Обе стороны использовали происходящее в Индии, чтобы подорвать убедительность позиций друг друга в парламенте. Политик-виг, сын первого премьер-министра, Хорас Уолпол писал в 1772 году о голоде в Бенгалии: «В Индии они уморили миллионы своими монополиями и грабежами и чуть не устроили голод на родине ввиду роскоши, вызванной их расточительностью, ведь эта расточительность подняла цены на все, вплоть до того, что бедняки уже не могли позволить себе купить хлеб»[441]
. Он также ядовито замечал: «Стоны Индии достигли небес, где генерал от бога Клайв, несомненно, будет все отрицать»[442]. Эдмунд Берк, также виг, позже взял дело в свои руки и обвинил набобов в том, что они заработали на индийском коррумпированном режиме и импортировали этот криминал в английскую политику.Сезон охоты на Клайва был открыт. В парламент поступило ходатайство, обвинявшее его в том, что во время захвата Бенгалии он присвоил деньги и драгоценности на 254 тысячи фунтов, «подав дурной пример государственным служащим, к бесчестию и ущербу государства»[443]

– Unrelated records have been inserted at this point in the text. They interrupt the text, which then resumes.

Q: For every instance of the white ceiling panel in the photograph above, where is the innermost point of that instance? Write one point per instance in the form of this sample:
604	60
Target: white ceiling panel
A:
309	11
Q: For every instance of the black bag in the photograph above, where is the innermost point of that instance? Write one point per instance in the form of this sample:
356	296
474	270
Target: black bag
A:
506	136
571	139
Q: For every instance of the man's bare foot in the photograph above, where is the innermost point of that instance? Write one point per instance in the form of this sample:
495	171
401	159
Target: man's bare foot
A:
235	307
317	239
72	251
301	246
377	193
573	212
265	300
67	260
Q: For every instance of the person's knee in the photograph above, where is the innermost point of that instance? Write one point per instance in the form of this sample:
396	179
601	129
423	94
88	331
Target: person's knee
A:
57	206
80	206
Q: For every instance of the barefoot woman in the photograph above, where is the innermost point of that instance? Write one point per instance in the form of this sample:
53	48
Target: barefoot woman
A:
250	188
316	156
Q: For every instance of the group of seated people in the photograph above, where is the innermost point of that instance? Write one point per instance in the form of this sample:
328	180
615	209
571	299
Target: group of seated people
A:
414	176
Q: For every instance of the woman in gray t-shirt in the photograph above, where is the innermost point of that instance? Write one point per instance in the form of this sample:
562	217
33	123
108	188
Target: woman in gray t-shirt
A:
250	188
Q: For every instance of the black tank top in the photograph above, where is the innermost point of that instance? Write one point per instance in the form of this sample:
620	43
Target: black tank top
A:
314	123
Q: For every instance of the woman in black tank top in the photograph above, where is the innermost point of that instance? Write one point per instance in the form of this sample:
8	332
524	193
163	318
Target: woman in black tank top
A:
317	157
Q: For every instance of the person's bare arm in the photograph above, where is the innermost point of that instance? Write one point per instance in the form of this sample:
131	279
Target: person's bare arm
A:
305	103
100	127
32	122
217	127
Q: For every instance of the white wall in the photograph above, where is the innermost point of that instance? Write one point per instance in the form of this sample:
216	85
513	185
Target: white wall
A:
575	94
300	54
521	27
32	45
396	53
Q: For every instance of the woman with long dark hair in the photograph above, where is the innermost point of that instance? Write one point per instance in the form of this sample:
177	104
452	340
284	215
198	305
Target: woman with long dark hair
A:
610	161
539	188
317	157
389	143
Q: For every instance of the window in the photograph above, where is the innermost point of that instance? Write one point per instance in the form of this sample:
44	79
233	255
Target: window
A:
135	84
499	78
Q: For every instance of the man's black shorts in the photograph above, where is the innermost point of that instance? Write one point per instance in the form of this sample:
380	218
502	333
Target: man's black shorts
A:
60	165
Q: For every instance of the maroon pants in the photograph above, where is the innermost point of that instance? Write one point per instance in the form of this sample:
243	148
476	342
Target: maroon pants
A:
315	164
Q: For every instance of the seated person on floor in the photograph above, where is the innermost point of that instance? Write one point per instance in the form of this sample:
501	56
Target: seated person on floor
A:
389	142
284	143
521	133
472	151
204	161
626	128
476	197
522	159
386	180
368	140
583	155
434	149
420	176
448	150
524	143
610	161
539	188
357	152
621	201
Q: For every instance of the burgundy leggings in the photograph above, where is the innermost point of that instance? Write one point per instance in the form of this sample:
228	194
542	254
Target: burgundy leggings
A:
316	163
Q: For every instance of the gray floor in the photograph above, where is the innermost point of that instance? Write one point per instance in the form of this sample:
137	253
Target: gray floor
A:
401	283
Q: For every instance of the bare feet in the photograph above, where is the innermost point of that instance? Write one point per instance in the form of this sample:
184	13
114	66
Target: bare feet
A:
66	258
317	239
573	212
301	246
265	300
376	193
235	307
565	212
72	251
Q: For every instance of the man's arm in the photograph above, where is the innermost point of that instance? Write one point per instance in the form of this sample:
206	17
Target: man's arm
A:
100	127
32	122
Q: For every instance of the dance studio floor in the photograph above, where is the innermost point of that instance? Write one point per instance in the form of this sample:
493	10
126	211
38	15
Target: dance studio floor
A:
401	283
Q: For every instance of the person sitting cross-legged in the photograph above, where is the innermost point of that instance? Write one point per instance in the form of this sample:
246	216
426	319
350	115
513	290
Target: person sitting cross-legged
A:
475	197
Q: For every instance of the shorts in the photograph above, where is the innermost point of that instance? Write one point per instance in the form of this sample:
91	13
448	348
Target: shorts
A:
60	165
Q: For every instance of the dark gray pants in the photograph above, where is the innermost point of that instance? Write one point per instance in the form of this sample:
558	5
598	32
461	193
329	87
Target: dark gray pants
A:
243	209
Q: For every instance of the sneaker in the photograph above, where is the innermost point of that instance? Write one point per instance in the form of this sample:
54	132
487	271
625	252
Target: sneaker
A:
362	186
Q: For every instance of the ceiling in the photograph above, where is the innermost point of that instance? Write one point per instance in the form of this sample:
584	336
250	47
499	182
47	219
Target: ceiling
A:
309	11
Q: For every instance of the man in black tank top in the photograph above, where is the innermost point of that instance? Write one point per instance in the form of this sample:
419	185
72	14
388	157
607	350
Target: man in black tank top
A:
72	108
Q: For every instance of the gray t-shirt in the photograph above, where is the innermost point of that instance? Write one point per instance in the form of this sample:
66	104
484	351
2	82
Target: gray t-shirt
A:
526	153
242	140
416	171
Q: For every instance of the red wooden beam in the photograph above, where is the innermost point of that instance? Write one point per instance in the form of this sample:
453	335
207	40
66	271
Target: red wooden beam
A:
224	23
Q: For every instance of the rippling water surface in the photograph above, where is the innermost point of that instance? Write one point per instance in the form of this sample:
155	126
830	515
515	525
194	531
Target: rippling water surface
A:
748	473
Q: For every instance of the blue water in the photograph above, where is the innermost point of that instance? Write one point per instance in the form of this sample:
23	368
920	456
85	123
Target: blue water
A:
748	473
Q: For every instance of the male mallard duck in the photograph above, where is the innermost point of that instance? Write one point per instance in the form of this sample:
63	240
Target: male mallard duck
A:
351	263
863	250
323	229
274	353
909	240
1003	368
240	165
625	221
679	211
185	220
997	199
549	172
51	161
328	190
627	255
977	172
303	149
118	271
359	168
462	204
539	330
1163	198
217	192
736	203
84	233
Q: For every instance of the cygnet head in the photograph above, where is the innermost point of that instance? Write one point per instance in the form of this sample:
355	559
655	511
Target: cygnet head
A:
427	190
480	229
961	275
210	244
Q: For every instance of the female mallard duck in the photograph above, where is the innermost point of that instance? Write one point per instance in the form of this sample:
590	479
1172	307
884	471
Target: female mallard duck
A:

. И главное унижение: Клайва вызвали для дачи показаний перед комиссией, занимавшейся парламентским расследованием. А что бы сделали они, спрашивал он своих коллег-парламентариев, предполагаемых следователей, в свете открывшихся возможностей? Он раскритиковал их неуместное вмешательство и возмущенно заявил, что его допрашивают «как овцекрада, а не как члена этой законодательной палаты»[444]. Он также сказал[445]:Подумайте о положении, в которое меня поставила победа при Плесси. Великий правитель зависел от моей милости; богатейший город был в моей власти; его крупнейшие банкиры сражались друг с другом за право купить мою улыбку; я шел сквозь сокровищницы, распахнутые для меня одного, по обе руки от меня заваленные золотом и серебром. Господин председатель, в этот момент я изумляюсь собственной умеренности[446]
.Хотя Палата общин отвергла вотум недоверия в отношении Клайва и даже признала его «великие и достойные похвалы услуги своей стране», он принял эту обиду очень близко к сердцу. Ему казалось, он потратил лучшие годы жизни на то, чтобы дать британцам заработать в Индии, а в ответ получил публичное унижение. Приступы депрессии, которые охватывали его в разные моменты жизни, в последние годы взяли верх. Клайв оказался в политической изоляции и не имел никаких возможностей восстановить свое реноме. Он едва ли мог вернуться в Индию ради новой войны, учитывая возраст и все более серьезные проблемы со здоровьем.